As you can see from the photo in the second half of the clip, the Course was much smaller in those days. I am proud of the trebles – indeed, of the choristers on all of the parts – for making the big sound needed for the Vierne.
I wish there were more YouTube clips from the Courses. From the few available, I chose this one to give a taste of the Cathedral Basilica of St. Louis (note especially the reverberation at the end).
As it happens, 2010 was a year when I wrote at length about the Course. Here is a link to the first of eight essays. Some may wish to read them all; just click “newer post” at the bottom of the first, and it will take you to the second and right on through. I will quote from the eighth and last:
Among the young people (and sometimes those not so young), there are always many tears at the final Evensong on Sunday, and the ensuing farewells, the Course completed. It is right that it be so, for we do not know when or if we will meet again in this mortal life. Every year, some old friends are missing. The day will eventually come when we will be the ones missing, or when the Course is no more.

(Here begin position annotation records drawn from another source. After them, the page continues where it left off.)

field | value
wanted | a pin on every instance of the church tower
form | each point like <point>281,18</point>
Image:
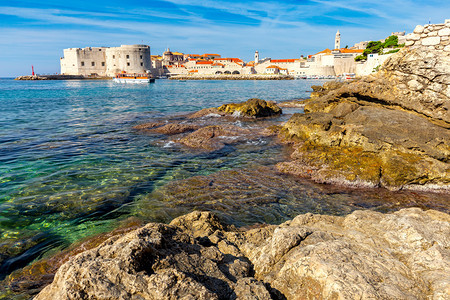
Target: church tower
<point>337,41</point>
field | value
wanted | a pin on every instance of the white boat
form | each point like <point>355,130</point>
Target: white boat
<point>133,78</point>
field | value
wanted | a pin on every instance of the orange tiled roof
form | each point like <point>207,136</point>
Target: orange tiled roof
<point>201,62</point>
<point>326,51</point>
<point>282,60</point>
<point>343,50</point>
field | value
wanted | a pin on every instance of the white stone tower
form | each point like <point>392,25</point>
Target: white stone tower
<point>337,41</point>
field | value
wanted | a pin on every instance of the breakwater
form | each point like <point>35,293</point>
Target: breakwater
<point>233,77</point>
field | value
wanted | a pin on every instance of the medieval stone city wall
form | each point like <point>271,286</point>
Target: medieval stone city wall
<point>106,61</point>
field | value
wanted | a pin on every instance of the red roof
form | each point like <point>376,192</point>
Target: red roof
<point>343,50</point>
<point>326,51</point>
<point>204,62</point>
<point>281,60</point>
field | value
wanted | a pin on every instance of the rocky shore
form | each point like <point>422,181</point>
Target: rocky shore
<point>232,77</point>
<point>387,130</point>
<point>365,255</point>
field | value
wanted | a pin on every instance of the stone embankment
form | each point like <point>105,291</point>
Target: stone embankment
<point>365,255</point>
<point>388,129</point>
<point>232,77</point>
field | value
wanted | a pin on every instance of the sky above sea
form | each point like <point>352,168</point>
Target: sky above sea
<point>36,32</point>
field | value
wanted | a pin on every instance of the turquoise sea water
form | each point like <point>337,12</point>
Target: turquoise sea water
<point>72,166</point>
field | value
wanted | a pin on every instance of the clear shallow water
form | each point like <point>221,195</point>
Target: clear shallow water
<point>72,166</point>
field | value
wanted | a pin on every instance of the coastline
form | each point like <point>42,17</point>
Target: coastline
<point>339,136</point>
<point>60,77</point>
<point>232,77</point>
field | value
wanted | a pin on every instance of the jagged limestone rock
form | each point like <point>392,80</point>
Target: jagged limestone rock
<point>387,129</point>
<point>365,255</point>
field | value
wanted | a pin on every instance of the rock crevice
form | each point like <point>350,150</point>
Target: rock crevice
<point>366,255</point>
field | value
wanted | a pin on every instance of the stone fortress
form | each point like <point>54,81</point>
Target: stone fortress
<point>434,36</point>
<point>106,61</point>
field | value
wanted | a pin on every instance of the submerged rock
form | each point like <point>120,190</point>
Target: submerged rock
<point>365,255</point>
<point>254,108</point>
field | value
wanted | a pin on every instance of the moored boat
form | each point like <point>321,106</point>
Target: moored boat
<point>133,78</point>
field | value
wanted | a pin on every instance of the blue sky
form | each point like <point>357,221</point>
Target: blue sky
<point>36,32</point>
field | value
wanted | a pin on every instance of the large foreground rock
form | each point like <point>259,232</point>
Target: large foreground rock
<point>365,255</point>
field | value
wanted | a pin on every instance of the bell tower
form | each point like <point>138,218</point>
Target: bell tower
<point>337,41</point>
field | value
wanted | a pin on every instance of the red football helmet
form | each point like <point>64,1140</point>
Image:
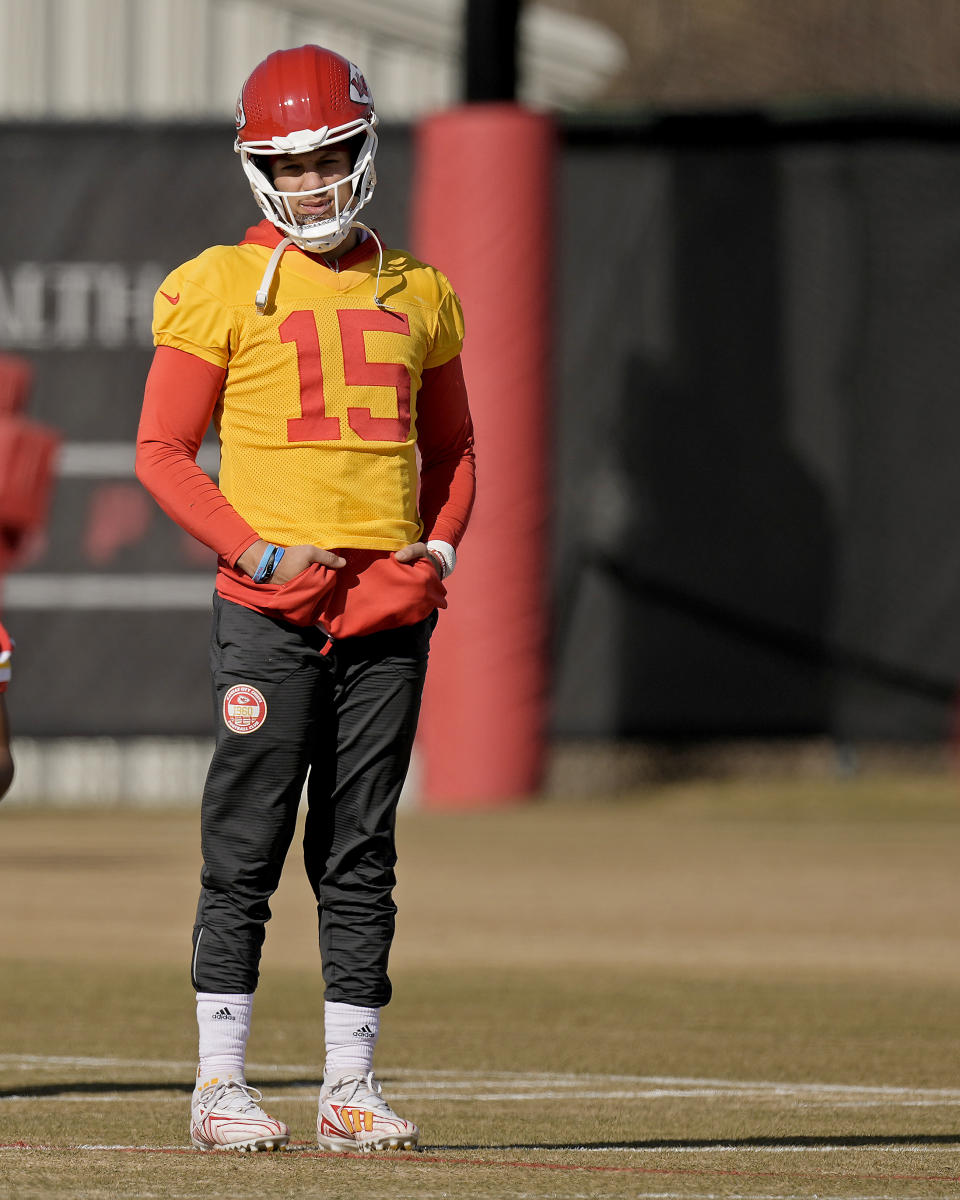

It occurs to me that I have probably attended more Courses than any but a handful of people. I began taking boys to Belmont Abbey and girls to Atlanta back in the mid-80's, and have been either there or at the St. Louis course almost every year since. The Belmont Abbey and Atlanta Courses no longer exist, though some of the principals from those days are active in other Courses. The boys and girls from those days are now adults, many of them with children of their own. I very much doubt that I will see any of them again in this life….
As I have said several times in these pages, there is a special bond between those of us who have sung at these Courses, all the more so when we have sung together for a number of years. I believe that such bonds, and the similar bonds one has with others in this life, sometimes people we encounter only for a brief time, are a manifestation of the Communion of Saints which we affirm in the Creed. I can easily think of a score of choristers and directors with whom I have sung who have since passed out of this life, and I miss them, sometimes very much. Once, they were young; they learned to sing in the company of those of the generation before them and in turn they taught us, directly or by example. We are bound as choristers into a seamless web across the generations.
We will see one another again, in this life or the next. We will sing again with one another, and the years apart shall be as yesterday when it is past.